Malditos sejam os produtores que, eu
presumo, estiveram por detrás da decisão de separar o último livro da saga de
Harry Potter em 2 filmes, com a catastroficamente assustadora definição de
parte 1 e parte 2. Malditos sejam esses humanos, pois graças a eles
encontramo-nos num mundo em que os estúdios dividem adaptações literárias, não
por qualquer questão narrativa ou de complicada compressão de tempo, mas para
conseguirem espremer mais dinheiro das carteiras do seu, supostamente fiel,
público. E se tal praga já não deu resultados perfeitamente catastróficos e
completamente ridículos na sua flagrante sede monetária, como a separação de The Hobbit em três longos filmes, então
eu candidataria The Hunger Games:
Mockingjay – Part 1, como o mais horrendo ofensor desse crime tão popular
no cinema atual.
Eu não quero estar
apenas a pregar mais um prego no caixão que a crítica internacional já edificou
para este filme, mas há que dizer logo aquilo que é mais flagrantemente
problemático neste filme, ou seja o facto de que nada acontece.

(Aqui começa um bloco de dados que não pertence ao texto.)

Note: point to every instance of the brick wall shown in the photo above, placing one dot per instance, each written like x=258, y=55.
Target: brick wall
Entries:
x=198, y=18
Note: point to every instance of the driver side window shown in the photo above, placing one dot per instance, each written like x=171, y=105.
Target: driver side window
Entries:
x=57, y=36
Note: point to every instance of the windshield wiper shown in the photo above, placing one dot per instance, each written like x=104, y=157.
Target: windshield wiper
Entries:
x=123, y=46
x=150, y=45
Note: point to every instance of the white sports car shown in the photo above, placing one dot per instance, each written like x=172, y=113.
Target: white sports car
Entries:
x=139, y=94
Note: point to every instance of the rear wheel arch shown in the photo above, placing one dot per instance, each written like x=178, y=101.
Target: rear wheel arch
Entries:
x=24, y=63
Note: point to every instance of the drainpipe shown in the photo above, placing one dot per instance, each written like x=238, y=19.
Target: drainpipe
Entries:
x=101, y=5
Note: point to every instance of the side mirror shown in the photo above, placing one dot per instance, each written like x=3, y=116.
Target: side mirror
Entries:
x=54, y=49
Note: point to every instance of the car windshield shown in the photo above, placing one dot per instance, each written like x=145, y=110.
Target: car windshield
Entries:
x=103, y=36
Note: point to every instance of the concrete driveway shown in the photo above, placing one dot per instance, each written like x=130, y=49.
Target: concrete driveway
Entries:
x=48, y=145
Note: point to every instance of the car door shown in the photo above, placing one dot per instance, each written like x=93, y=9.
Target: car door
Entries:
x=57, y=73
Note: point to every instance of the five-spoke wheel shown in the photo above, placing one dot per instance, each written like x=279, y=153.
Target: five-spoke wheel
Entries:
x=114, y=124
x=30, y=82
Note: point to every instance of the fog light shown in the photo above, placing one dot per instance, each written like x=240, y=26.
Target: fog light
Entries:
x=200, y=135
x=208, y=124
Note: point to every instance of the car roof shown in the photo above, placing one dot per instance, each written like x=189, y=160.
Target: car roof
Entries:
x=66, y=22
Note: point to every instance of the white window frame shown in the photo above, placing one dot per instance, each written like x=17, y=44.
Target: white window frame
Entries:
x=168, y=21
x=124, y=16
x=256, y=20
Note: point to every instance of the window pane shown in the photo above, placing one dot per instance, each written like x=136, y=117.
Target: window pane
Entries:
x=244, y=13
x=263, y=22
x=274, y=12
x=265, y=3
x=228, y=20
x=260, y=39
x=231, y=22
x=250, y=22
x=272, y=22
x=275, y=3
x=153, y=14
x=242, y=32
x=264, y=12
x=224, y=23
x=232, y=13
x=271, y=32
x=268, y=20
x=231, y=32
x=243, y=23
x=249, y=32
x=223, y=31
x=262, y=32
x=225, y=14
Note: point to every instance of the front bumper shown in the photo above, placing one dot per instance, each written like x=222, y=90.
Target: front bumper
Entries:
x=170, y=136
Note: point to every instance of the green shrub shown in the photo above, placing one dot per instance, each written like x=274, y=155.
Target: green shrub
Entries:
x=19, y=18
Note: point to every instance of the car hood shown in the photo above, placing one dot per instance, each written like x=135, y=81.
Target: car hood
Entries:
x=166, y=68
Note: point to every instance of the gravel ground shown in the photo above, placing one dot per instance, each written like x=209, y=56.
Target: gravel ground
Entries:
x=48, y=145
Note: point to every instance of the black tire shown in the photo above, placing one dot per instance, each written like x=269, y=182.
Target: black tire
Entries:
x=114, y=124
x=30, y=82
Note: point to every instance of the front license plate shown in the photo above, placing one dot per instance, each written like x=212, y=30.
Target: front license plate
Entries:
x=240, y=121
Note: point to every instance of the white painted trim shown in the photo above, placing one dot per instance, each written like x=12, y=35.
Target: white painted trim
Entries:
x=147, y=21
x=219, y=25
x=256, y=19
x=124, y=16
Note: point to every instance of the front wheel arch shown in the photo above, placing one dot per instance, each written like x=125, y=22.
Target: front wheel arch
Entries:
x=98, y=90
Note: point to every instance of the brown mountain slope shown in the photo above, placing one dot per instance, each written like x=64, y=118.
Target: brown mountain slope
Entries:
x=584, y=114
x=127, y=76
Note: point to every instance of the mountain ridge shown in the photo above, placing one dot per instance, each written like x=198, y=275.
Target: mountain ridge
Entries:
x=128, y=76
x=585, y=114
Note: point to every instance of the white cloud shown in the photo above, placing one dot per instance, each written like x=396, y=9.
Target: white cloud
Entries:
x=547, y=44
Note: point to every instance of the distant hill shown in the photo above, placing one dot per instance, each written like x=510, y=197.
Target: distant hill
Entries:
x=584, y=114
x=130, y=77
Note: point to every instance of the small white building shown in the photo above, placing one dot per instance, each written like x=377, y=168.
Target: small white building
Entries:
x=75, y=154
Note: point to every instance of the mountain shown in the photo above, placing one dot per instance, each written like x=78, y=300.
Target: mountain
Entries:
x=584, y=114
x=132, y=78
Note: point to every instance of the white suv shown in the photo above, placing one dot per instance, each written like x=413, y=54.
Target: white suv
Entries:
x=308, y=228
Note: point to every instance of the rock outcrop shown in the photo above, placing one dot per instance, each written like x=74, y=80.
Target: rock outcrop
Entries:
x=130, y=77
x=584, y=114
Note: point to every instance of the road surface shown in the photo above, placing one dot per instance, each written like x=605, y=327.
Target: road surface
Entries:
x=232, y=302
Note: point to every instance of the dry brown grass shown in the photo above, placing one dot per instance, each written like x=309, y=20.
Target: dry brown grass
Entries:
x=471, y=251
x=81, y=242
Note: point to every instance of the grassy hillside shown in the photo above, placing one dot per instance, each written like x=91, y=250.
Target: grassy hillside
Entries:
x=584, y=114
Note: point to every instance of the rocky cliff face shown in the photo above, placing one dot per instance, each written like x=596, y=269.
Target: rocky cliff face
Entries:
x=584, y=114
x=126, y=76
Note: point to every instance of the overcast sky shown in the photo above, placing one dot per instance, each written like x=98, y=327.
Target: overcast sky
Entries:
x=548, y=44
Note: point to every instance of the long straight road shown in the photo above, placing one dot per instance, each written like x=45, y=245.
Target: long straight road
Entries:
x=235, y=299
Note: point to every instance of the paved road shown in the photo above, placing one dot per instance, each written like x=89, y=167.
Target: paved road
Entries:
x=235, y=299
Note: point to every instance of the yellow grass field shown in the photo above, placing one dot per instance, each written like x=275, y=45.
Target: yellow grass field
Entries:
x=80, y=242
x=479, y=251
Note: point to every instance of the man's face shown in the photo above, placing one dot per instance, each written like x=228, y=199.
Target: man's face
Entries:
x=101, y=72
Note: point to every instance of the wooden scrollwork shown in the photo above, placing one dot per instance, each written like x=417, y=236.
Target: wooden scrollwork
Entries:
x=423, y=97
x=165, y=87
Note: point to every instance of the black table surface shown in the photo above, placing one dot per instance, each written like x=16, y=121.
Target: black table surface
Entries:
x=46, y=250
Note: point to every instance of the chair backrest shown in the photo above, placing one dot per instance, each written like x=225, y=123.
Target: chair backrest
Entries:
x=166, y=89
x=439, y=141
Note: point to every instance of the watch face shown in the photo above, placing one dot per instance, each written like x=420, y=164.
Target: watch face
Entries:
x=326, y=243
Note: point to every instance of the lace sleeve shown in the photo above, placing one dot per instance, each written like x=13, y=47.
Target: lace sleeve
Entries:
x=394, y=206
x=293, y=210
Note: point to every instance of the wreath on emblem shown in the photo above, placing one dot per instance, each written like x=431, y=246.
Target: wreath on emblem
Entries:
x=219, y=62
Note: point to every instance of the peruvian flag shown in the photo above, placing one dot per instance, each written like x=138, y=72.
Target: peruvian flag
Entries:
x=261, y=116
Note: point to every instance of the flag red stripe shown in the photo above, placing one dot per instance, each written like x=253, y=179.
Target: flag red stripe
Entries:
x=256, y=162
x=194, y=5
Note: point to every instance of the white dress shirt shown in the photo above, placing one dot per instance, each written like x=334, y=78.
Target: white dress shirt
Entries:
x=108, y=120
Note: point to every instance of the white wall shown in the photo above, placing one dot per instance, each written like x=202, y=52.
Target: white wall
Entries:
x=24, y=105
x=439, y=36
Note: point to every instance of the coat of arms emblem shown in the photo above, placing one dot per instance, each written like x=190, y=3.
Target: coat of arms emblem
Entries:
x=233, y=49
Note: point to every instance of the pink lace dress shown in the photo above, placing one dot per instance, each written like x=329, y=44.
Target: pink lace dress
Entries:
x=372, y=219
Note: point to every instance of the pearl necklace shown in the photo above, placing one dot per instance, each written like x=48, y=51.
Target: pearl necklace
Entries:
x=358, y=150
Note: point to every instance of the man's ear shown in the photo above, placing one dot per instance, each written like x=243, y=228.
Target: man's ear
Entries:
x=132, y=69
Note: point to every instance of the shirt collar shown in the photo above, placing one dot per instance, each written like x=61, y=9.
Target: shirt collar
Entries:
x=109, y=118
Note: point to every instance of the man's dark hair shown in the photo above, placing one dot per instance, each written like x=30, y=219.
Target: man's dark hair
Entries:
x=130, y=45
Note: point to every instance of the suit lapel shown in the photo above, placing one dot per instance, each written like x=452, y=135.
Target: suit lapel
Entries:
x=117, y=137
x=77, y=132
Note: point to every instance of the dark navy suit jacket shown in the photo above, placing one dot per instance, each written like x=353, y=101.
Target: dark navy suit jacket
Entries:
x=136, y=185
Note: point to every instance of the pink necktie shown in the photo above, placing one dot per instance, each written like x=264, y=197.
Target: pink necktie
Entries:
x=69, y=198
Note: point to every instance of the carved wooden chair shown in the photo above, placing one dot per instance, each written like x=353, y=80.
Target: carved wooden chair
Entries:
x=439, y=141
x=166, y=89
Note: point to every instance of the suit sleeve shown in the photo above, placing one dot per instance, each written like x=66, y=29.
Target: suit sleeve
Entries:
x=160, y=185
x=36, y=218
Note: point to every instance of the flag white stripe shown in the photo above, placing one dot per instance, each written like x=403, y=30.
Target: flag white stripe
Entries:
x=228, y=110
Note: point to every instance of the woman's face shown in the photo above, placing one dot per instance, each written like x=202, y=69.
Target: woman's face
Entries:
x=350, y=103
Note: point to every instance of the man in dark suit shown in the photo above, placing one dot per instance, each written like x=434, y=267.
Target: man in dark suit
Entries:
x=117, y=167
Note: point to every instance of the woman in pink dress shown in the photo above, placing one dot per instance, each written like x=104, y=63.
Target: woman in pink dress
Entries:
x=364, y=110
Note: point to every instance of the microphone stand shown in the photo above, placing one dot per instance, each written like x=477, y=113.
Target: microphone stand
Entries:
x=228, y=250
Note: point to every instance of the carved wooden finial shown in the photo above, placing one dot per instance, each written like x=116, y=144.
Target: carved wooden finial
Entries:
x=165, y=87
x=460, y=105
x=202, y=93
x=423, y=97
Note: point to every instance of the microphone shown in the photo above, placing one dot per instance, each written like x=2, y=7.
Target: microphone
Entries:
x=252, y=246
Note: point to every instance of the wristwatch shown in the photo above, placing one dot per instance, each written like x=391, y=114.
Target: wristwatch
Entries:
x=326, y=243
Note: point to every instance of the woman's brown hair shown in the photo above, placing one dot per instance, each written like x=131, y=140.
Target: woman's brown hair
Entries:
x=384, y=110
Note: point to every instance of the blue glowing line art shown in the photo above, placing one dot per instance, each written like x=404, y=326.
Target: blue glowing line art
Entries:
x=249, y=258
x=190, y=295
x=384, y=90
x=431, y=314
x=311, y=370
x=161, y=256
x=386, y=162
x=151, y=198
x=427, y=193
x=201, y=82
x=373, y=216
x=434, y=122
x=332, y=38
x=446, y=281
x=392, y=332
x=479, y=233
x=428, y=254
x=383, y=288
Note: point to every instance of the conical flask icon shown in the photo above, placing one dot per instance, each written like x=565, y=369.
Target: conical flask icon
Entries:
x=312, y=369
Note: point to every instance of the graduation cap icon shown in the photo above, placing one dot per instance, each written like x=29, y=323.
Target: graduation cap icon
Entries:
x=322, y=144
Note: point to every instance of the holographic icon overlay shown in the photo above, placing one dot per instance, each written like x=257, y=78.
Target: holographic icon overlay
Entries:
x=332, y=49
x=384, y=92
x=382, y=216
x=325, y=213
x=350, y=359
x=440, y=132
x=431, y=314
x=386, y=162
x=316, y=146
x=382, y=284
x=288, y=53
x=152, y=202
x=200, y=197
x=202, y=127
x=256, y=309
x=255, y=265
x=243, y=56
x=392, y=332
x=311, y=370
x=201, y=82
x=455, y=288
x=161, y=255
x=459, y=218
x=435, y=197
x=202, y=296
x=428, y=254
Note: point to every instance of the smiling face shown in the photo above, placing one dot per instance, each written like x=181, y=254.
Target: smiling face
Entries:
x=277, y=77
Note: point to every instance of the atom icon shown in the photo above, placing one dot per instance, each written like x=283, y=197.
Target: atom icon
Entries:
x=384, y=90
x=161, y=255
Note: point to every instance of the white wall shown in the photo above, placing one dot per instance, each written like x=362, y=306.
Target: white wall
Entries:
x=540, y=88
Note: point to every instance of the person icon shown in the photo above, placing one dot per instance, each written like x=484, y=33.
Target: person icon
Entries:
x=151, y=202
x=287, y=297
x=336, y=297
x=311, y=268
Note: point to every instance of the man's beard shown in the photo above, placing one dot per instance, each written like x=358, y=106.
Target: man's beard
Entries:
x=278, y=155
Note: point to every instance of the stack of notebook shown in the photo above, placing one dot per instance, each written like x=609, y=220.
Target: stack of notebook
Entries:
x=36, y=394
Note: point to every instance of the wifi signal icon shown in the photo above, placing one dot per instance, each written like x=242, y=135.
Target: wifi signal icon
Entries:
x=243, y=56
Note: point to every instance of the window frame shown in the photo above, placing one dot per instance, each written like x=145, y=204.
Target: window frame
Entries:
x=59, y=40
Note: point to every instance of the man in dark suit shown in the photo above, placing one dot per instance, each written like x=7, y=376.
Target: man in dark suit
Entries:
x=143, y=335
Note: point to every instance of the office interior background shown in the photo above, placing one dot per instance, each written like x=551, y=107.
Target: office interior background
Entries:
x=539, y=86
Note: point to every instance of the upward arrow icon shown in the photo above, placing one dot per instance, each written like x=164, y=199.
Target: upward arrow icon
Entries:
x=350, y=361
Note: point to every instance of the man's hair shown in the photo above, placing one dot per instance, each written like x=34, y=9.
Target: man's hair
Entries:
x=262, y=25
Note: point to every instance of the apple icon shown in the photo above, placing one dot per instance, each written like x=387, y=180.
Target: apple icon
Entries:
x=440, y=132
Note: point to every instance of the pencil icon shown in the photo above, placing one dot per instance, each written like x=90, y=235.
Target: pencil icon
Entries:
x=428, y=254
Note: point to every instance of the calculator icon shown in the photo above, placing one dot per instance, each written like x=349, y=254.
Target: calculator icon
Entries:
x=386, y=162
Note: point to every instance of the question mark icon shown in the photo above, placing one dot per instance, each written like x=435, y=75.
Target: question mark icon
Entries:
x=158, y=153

Para um filme
de intenções obviamente comerciais, e com uma duração que chega às duas horas,
penso ser bastante problemático nada acontecer e que o pouco que a história
iniciada com os dois filmes anteriores desta saga, é material que, com muita
sorte, seria apropriado para 30 bons minutos de cinema eficiente.
Não demorarei muito
tempo a explicar o enredo (o pouco que há), ou o que aconteceu antes (o filme
também não se preocupa com isto), sendo que a principal ação do filme é uma
campanha de propaganda que força Katniss Everdeen (Jennifer Lawrence) a
tornar-se um relutante símbolo de revolta e revolução nesse mundo distópico de
Panem, sendo que ela se encontra no anteriormente presumido destruído Distrito
13, governado pela fria e objetiva Alma Coin (Julianne Moore). A sua campanha
de propaganda é contraposta pelo Capitólio, cidade ditatorial que controla os
seus distritos vizinhos, estando o presidente Snow (Donald Sutherland) na
posição de chefe de estado e consequente vilão sádico e calculista do filme. Junte-se
a isto a figura de Peeta (Josh Hiutcherson), prisioneiro martirizado do
Capitólio e imagem de propaganda desses ditadores, assim como as filmagens e
discussões que se desenrolam à volta da propaganda do Distrito 13 e temos o
nosso filme. Talvez há que referir um ataque noturno e um resgate que marcam o
final do filme, mas isso seria dar os poucos detalhes que poderiam tornar a
experiência deste filme, algo minimamente agradável.
Os problemas provêm
principalmente do guião, que retira praticamente todos os pormenores que
poderiam desenvolver a vivência de Katniss no Distrito 13 e o modo como este funciona
no que parece ser uma visão distópica de uma sociedade comunista militarizada,
e que estica desnecessariamente discussões e cenas repetitivas e cujos temas
parecem ser completamente explorados na primeira intervenção entre Katniss e a
sua equipa de propaganda.
Não há maneira de
fugir ao desastre de proporções nucleares que é este guião, mesmo com um
realizador competente e um bom elenco, tudo no filme parece afundar-se com o
peso do seu horrível texto. Os visuais ainda conseguem chegar a alguns sucessos,
sendo a construção da fortaleza subterrânea que constitui o Distrito 13,
bastante promissora de um ponto de vista visual, especialmente quando filmado
por Francis Lawrence e Jo Willems. Os figurinos de Kurt e Bart também são
exemplares, apesar da profusão inescapável de cinzento. Os colarinhos justos e
decorados de Peeta nas cenas das suas entrevistas televisivas, são
particularmente boas escolhas, criando uma imagem de alguém prisioneiro até da
sua indumentária.
O elenco que antes
referi é, na sua maioria, competente e até bom, sendo Philip Seymour Hoffman e
Elizabeth Banks, os claros pontos altos do filme. Particularmente tristes dão
as prestações de Julianne Moore e Jennifer Lawrence. Moore não é má, de todo,
mas está presa a um guião que lhe pede apenas que recicle clichés de
personagens de líderes políticos já vistos milhares de vezes noutros filmes.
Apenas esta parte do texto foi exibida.